Section 497 of IPC, 1860 said, that any man who had sex with a married woman, without the said woman’s husband’s consent; he had committed a crime. Let’s understand this- a man, married or unmarried, if had sex, with a married woman, without the permission of the man, to whom she is married had committed a crime, so grave that he may be jailed for a period of five years.
The challenge that led to the striking down of the law, was by an NRI, living in Italy, who challenged this as being discriminatory to men and violative of Article 14 of the Constitution.
The Court, constituted a Constitutional Bench, headed by Dipak Misra CJ, along with Khanwilkar J, Chandrachud J, RF Nariman J, Indu Malhotra J.
The judgement is a welcome move, in recognizing and further cementing the idea of women being equal to men, and not inferior, which this law clearly purported. Whether or not one thinks of flings and extra marital affairs as okay, acceptable or absolutely unacceptable and abhorrent, it isn’t the job of the court to impose individual morality, it’s job is to follow constitutional morality, which talks about equality, no0n discrimination as its basic tenets.
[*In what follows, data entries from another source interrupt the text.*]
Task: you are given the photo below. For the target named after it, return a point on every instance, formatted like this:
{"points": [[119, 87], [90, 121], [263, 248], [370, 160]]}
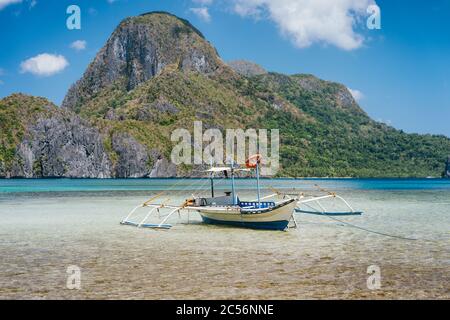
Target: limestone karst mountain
{"points": [[157, 73]]}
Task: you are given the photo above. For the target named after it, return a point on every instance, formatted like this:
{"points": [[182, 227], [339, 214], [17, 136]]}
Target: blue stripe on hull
{"points": [[273, 225]]}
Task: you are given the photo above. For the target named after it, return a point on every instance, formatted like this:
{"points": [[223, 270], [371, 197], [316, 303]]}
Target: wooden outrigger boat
{"points": [[229, 209]]}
For one, it doesn’t preserve the ‘sanctity of marriage’, for a husband can give consent to let his wife have an affair with someone else. Rather, the judgement points out, it serves to preserve the ‘proprietary rights’ a husband has over his wife. Moreover, the wife cannot file a complaint against her husband or his lover. There are no provisions to deal with a married man having an affair with an unmarried woman or a widow.
It has to be noted that the ‘sanctity’ argument was used by ASG Pinky Anand, while stating the government’s stance of wanting to retain this provision. If it’s purpose would have indeed been to preserve the marrige, it would have given the married man’s wife the right to complain against her husband, and his lover, which it did not give.
The judgement makes it amply clear that by criminalising the act, the law was invading an extremely private sphere – that of matrimonial life. According to Article 21 of the Constitution, everyone is guaranteed dignity and personal liberty, but by making adultery a criminal offence, individuals would be deprived of dignity and privacy, much like Section 377 did with the LGBTQ+ community. “The autonomy of an individual to make his or her choices with respect to his/her sexuality in the most intimate spaces of life should be protected from public censure,” Indu Malhotra J, wrote in her judgement, thus questioning why it wascriminal offence in the first place . She added that since adultery was a moral wrong, and not a public wrong which affected the lives of scores of others, it didn’t deserve to be classified as a criminal offence.
The question that has been put to me, and to many others, is “What do you think will be the long term effects of this judgement?” My answer to that is, that I think it won’t have much of an impact on society. Affairs and flings continued in full force while the law was valid, and will continue, after the law being struck down. However, it clearly frees the woman’s emotions from her husband’s purview.
The judgement is welcome, because of the strong words used to imply the autonomy and equality of a woman, which in today’s time, needs to be reiterated time and time again. Over the years, legal reform has had a significant role in altering the position of women in societal orderings. This is seen in matters concerning inheritance and in the protection against domestic violence. However, in some cases, the law operates to perpetuate an unequal world for women. Thus, depending on the manner in which it is used, law can act as an agent of social change as well as social stagnation which is what it did here, it didn’t let the woman come out of a subservient position, even in matters so deeply individualistic, to let her choose whatever she wanted to for herself.
It’s astounding that this section continued to be in force for more than a hundred and fifty years!